R2.2. [Why study indirect bias] Bias could be caused by many reasons, for example, imbalanced positive-negative ratios of one disease, or direct label bias as the reviewer mentioned. This direct label bias mainly results in a related but different question which is called class imbalance or long-tailed distribution. Our study focuses on another very important yet often ignored bias caused by the covariates (or sometimes called spurious correlations), where people may find the model making decisions for the wrong reasons (the biased model nearly became a source classifier in the SbP case) or giving unfair prediction for different populations (as in the GbP case).
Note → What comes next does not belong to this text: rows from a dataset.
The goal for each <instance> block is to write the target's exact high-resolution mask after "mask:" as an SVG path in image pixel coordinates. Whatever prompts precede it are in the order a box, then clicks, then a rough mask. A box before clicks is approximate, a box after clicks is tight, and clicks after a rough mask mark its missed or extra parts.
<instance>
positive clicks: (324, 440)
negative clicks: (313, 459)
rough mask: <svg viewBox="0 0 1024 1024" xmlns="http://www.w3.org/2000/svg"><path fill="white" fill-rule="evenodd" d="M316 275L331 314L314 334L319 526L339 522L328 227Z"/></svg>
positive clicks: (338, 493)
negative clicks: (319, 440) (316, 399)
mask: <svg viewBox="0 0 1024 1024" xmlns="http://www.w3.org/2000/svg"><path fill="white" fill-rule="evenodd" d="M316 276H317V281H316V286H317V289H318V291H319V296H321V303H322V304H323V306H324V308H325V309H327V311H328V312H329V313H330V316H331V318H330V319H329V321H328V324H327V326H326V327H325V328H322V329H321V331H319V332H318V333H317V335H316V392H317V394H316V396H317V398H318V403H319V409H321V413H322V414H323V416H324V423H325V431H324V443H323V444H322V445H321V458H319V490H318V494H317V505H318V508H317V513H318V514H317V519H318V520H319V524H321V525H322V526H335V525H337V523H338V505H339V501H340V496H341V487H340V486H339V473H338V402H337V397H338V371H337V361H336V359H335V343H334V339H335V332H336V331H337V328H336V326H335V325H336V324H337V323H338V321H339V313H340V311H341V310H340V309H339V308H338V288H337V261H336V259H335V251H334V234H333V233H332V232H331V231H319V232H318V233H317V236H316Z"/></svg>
More importantly, such biases may not be explicitly annotated unless they were finally found harmful, which motivated us to propose the PBBL algorithm.
R2.3. [Independence of fB and fD] fB and fD are independent networks without weight sharing. We will clarify this in the final version.
R2.4. [Definition of fƟ] We shall add Ɵ in the f function definition in the final version.
R2.5. [Why compare with G-DRO while not using bias labels in PBBL] G-DRO was used on the same dataset to show the upper bound of the debiasing methods when the bias labels were known. However, in many practical scenarios, the labels for the dataset biases may not be known, which motivated us to propose the PBBL algorithm.
R2.6. [Concerns on improvements in results] We have made consistent improvements over state-of-the-art algorithms like LfF and DFA through two challenging datasets with in total of five different scenarios. Overall, we believe the improvements were quite meaningful.
R3. [Visualization of model results] We observed that the biased model (vanilla) tended to make decisions out of the wrong regions more often than the model trained by PBBL. We will show the visualization results in the final version as well. However, not all kinds of wrong reasons can be directly visualized from the heatmaps, as discussed in [c]. The model could still learn wrong reasons even when they were limited to learning from the lesion regions, and more works will be needed to promote the research of model debiasing further.
[a] Torralba, Antonio, and Alexei A. Efros. “Unbiased look at dataset bias.” CVPR 2011. IEEE, 2011. [b] DeGrave, Alex J., Joseph D. Janizek, and Su-In Lee. “AI for radiographic COVID-19 detection selects shortcuts over signal.” Nature Machine Intelligence 3.7 (2021): 610-619. [c] Viviano, Joseph D., et al. “Saliency is a Possible Red Herring When Diagnosing Poor Generalization.” International Conference on Learning Representations. 2020.